Frankenstein, written Aug. 9, 2010                                                           
I don’t re-read every novel that my students read each year. If I did there’d be no time for grading their papers, and other reading, as it’s not uncommon to have 4 of my 5 classes in different works at any given time. But, each year I peruse through any that I’m feeling a little rusty on. So, since I didn’t teach AP last year, and it had been awhile, I’ve given Mary Shelley’s Frankenstein a cursory look the last few days before I delve into the summer reading analyses sitting in my gmail inbox.
I always get more out of a classic with subsequent readings, but I think I enjoyed traipsing through Europe with Shelley’s overly ambitious student and his beast because I’d just been to so many of the tranquil, yet haunting, places she describes.

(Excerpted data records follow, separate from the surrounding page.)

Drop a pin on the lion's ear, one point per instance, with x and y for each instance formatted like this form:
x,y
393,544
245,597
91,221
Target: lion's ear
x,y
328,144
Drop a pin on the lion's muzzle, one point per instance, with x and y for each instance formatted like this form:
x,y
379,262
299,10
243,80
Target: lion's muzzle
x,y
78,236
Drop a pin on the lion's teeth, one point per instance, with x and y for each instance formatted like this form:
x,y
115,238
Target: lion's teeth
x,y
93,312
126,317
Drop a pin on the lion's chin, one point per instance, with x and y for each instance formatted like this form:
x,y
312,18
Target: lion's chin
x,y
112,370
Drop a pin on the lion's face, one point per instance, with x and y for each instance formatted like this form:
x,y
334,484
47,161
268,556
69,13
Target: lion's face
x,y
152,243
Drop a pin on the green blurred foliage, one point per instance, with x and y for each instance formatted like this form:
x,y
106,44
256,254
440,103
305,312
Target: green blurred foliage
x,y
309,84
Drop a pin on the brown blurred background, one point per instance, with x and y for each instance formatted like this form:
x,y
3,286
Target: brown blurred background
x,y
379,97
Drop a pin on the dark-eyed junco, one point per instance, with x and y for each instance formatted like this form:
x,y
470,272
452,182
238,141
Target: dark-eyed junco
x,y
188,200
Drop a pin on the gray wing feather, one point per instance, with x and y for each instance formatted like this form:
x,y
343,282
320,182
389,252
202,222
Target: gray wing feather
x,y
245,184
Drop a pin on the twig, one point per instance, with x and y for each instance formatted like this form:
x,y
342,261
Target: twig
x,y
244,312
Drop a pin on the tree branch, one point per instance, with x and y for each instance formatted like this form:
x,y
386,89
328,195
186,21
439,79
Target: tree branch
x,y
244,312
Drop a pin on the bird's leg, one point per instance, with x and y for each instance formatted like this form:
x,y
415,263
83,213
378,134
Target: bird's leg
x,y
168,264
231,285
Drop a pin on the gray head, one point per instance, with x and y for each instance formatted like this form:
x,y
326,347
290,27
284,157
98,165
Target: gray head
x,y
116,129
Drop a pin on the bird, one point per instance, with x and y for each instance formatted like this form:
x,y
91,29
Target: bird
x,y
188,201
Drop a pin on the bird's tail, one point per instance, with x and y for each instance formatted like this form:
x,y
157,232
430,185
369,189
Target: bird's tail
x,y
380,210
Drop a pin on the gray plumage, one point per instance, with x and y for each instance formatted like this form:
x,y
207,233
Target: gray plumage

As Shelley describes the beauty of Lake Lucerne and how the Swiss Alps border the lakes, I had a vivid image in my mind, not from her description alone, but from my personal thrill of such breathtaking beauty. When Frankenstein and his father rest in peaceful Strasbourg, I realize that Shelley herself would have walked the same avenues, gazed on the same rivers, and perhaps ate under the same 350-year-old sycamore tree. And the narrow crooked buildings lining the old town streets were the same as well. Did she wander through the cathedral and ponder Paradise Lost from which she parallels the monster’s relationship with Frankenstein to man’s with God or even Satan with God?
For the ice packs of the far north, I still must solely rely on Shelley’s eye, and probably always will. I kind of wish I’d thought about Mary Shelley and her companions on their stormy night next to the lake where they made the pact to write a story of horror and wonder. Maybe I would have if the winds had whipped up a squall and lightning had shaken the mountains.
But, for me the lakes exuded feelings of joy and innocence as I watched Breck and Helen dip their sticks into the water’s edge. Perhaps I should have, but Mary Shelley’s and her monster’s unhappy lives never entered my mind.